When faced with this sort of question, first let us ask ourselves what you would like to derive. In this case, consider Baye's theorem: $$ P(A\mid B) = \dfrac{P(B\mid A)\cdot P(A)}{P(B)} $$

Next, consider what we know,or from where you want to get there. In our case, we would like to start with the conditional probability states that $ P( A \cap B)=P(A \mid B) \cdot P(B)$.

Now we can start doing what Mario Carneiro called "algebraic manipulations". We will start with the statement of conditional probability and end up with Baye's theorem.

$$ P( A \cap B)=P(A \mid B) \cdot P(B) \Leftrightarrow P(A \mid B)=\frac{P( A \cap B)}{P(B)} $$

Here, all we did was to divide both sides of the equation by $P(B)$. We notice that our equation now has the same form as the Baye's theorem: $P(A \mid B)= \frac {something}{P(B)} $.

With a little insight, we notice that the top term of the Baye's theorem, that is $P(B \mid A)P(A)$, is equal to $P(B \cap A)$.
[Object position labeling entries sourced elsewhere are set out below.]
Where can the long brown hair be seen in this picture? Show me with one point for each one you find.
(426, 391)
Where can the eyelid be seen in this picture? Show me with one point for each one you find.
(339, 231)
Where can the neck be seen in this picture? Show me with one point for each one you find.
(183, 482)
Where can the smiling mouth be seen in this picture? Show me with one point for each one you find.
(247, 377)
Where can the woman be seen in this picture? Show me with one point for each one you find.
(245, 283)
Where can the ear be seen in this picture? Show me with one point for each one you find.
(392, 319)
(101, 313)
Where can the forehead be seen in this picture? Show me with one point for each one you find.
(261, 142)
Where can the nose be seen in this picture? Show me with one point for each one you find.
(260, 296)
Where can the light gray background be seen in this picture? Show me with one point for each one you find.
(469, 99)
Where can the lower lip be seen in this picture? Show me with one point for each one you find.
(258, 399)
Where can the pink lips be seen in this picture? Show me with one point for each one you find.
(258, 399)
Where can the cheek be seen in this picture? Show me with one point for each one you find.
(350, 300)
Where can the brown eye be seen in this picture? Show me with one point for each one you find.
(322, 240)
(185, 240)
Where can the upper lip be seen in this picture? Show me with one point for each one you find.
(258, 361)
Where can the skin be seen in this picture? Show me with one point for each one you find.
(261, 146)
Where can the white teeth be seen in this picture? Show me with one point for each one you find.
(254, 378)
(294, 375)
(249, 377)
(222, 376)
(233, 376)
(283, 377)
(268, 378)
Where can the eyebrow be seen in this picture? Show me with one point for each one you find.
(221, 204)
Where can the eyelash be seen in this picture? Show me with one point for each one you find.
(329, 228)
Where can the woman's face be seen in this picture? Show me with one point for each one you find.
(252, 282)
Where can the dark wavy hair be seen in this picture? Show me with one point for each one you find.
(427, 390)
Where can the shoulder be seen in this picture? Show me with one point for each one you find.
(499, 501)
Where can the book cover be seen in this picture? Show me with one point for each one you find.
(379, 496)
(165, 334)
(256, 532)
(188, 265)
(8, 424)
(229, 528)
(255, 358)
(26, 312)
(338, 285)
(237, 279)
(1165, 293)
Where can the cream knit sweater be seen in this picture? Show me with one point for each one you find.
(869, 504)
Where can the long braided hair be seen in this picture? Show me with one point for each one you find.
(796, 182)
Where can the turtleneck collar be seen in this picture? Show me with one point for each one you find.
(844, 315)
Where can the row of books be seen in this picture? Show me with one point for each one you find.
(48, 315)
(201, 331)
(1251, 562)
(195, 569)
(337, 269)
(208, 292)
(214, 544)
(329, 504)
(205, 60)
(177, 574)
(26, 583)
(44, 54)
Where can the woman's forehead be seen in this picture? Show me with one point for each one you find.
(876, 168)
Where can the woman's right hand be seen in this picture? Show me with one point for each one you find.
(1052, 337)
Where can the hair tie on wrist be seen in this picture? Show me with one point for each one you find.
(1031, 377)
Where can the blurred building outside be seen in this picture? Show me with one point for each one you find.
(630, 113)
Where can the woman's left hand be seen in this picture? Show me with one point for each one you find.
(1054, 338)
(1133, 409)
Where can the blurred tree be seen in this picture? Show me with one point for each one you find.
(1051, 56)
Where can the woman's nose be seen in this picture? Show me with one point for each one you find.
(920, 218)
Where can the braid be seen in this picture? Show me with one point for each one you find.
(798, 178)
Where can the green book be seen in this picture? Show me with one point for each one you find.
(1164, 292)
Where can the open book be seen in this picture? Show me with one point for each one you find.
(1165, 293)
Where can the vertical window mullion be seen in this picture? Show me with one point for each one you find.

This is where the commutativity the Graham evoked comes into play. It means that $P(A \cap B)=P(B \cap A)$. Therefor, we can replace the top term in our work in progress and we obtain: $P(A \mid B)=\frac{P(B\cap A)}{P(B)}$. We then expand the new top term and we end up with our (well, Baye's) theorem: since $P(B \cap A)=P(B\mid A) \cdot P(A)$, we replace $P(B\mid A)$ and we get... $$P(A \mid B)=\frac{P(B \mid A) \cdot P(A)}{P(B)}$$